The Fire Service needs a nationwide shake-up, with new powers to collect funding and extra obligations to attend crashes, a review has found.
An independent review panel of the Fire Service found it had no legal obligation to attend crashes despite becoming New Zealand's default rescue agency.
Because of their informal role as rescue respondents, firefighters also had no legal protection if a response went wrong.
''It was of concern to the Panel that New Zealand communities expect the fire services to deliver these services, and indeed rely on them to do so, but that the fire services are neither obligated to deliver them nor is their liability limited if things go wrong.''
Law changes were recommended to spell out the Fire Service's obligation to respond to accidents and limit firefighters' liability.
The panel also recommended new ways for the Fire Service to recover costs of attending fires and rescues.
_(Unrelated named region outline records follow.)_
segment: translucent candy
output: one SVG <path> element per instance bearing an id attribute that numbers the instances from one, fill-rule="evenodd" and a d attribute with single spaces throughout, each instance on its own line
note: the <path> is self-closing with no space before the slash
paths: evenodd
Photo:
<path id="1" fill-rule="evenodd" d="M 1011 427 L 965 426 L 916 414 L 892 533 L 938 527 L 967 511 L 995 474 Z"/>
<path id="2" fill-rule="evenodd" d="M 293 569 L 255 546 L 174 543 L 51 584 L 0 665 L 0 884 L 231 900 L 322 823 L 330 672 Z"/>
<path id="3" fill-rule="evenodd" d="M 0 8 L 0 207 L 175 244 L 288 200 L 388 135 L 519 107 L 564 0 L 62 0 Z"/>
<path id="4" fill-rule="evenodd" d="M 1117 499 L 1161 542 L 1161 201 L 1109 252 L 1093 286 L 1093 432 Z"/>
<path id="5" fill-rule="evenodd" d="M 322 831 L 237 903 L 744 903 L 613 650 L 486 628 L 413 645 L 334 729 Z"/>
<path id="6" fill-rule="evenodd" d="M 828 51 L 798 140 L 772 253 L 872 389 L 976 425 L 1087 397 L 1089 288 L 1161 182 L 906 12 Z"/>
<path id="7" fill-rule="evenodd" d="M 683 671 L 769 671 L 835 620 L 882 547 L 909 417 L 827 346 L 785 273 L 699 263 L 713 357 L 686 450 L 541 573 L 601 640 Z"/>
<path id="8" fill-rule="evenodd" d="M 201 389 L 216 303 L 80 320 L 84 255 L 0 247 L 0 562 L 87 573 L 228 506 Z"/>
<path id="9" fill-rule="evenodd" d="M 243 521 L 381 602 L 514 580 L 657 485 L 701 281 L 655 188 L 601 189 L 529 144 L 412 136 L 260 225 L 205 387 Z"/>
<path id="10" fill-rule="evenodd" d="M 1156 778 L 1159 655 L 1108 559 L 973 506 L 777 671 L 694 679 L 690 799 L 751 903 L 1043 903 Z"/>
This would include changing the way the Fire Service charges commercial property owners levies.
A disagreement between the insurance brokers and the Fire Service over levies on commercial property currently being litigated through the courts.
Internal Affairs Minister Chris Tremain described the report as evolutionary rather than revolutionary.
''Their (Fire Service) roles have expanded to provide a multi-purpose emergency and rescue service so it's important to get the legislation right.''
The Government would consider the recommendations with further decisions expected in March.